Department of Preventive Medicine and Community Health, University of Texas Medical Branch (UTMB), Galveston, TX, USA.
Methods. 2013 May 15;61(1):73-85. doi: 10.1016/j.ymeth.2013.01.002. Epub 2013 Jan 12.
Biological experiments in the post-genome era can generate a staggering amount of complex data that challenges experimentalists to extract meaningful information. Increasingly, the success of an appropriately controlled experiment relies on a robust data analysis pipeline. In this paper, we present a structured approach to the analysis of multidimensional data that relies on a close, two-way communication between the bioinformatician and experimentalist. A sequential approach employing data exploration (visualization, graphical and analytical study), pre-processing, feature reduction and supervised classification using machine learning is presented. This standardized approach is illustrated by an example from a proteomic data analysis that has been used to predict the risk of infectious disease outcome. Strategies for model selection and post hoc model diagnostics are presented and applied to the case illustration. We discuss some of the practical lessons we have learned applying supervised classification to multidimensional data sets, one of which is the importance of feature reduction in achieving optimal modeling performance.

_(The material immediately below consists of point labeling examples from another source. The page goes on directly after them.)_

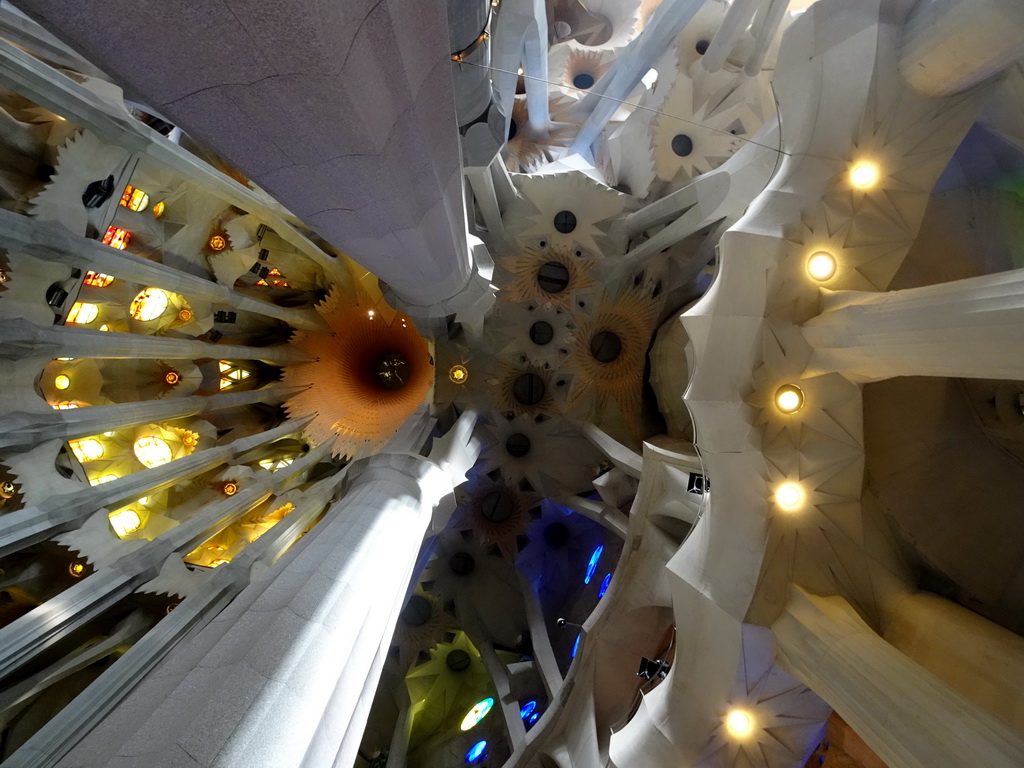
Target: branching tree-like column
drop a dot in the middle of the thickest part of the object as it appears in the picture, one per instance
(969, 328)
(906, 715)
(288, 671)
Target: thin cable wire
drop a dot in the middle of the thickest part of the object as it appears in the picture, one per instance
(638, 107)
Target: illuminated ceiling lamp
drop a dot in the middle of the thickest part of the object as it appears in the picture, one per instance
(790, 496)
(134, 199)
(821, 265)
(366, 380)
(459, 374)
(117, 238)
(475, 715)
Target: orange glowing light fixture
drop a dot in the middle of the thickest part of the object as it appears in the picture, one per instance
(97, 280)
(134, 199)
(459, 374)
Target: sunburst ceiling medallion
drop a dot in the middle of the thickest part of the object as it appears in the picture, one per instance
(368, 376)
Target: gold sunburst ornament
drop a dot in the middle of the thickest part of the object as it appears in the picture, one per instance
(368, 375)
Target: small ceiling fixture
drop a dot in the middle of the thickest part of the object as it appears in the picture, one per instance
(788, 496)
(739, 724)
(475, 715)
(459, 374)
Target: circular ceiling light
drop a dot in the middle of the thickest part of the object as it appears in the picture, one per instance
(821, 265)
(788, 398)
(479, 711)
(863, 175)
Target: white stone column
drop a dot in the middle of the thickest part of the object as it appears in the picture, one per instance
(949, 45)
(23, 429)
(90, 708)
(62, 511)
(306, 642)
(969, 328)
(48, 241)
(906, 715)
(20, 338)
(22, 640)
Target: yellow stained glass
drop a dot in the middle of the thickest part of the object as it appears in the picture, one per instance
(97, 280)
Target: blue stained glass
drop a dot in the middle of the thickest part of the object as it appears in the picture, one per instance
(476, 753)
(592, 566)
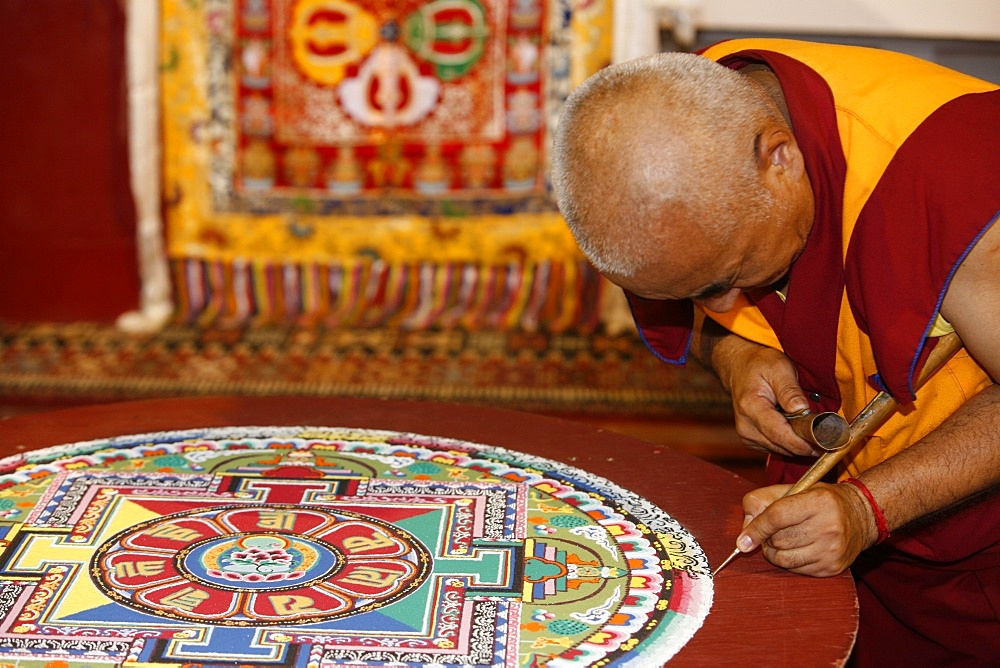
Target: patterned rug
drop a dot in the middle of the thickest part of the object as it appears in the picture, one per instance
(558, 373)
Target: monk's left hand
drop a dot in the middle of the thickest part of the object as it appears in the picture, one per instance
(818, 532)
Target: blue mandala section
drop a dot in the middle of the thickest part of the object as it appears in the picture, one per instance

在后基因组时代的生物学实验中,可以产生大量复杂的数据,这使得实验人员难以从中提取有意义的信息。越来越多的是,一个适当控制的实验的成功依赖于一个强大的数据分析管道。在本文中,我们提出了一种分析多维数据的结构化方法,该方法依赖于生物信息学家和实验人员之间的紧密、双向沟通。本文提出了一种采用数据探索(可视化、图形和分析研究)、预处理、特征减少和使用机器学习进行监督分类的顺序方法。通过一个已经用于预测传染病结果风险的蛋白质组学数据分析示例来说明这种标准化方法。本文还提出并应用了模型选择和事后模型诊断策略来进行案例说明。我们讨论了在将监督分类应用于多维数据集时我们学到的一些实际经验,其中之一是在实现最佳建模性能时特征减少的重要性。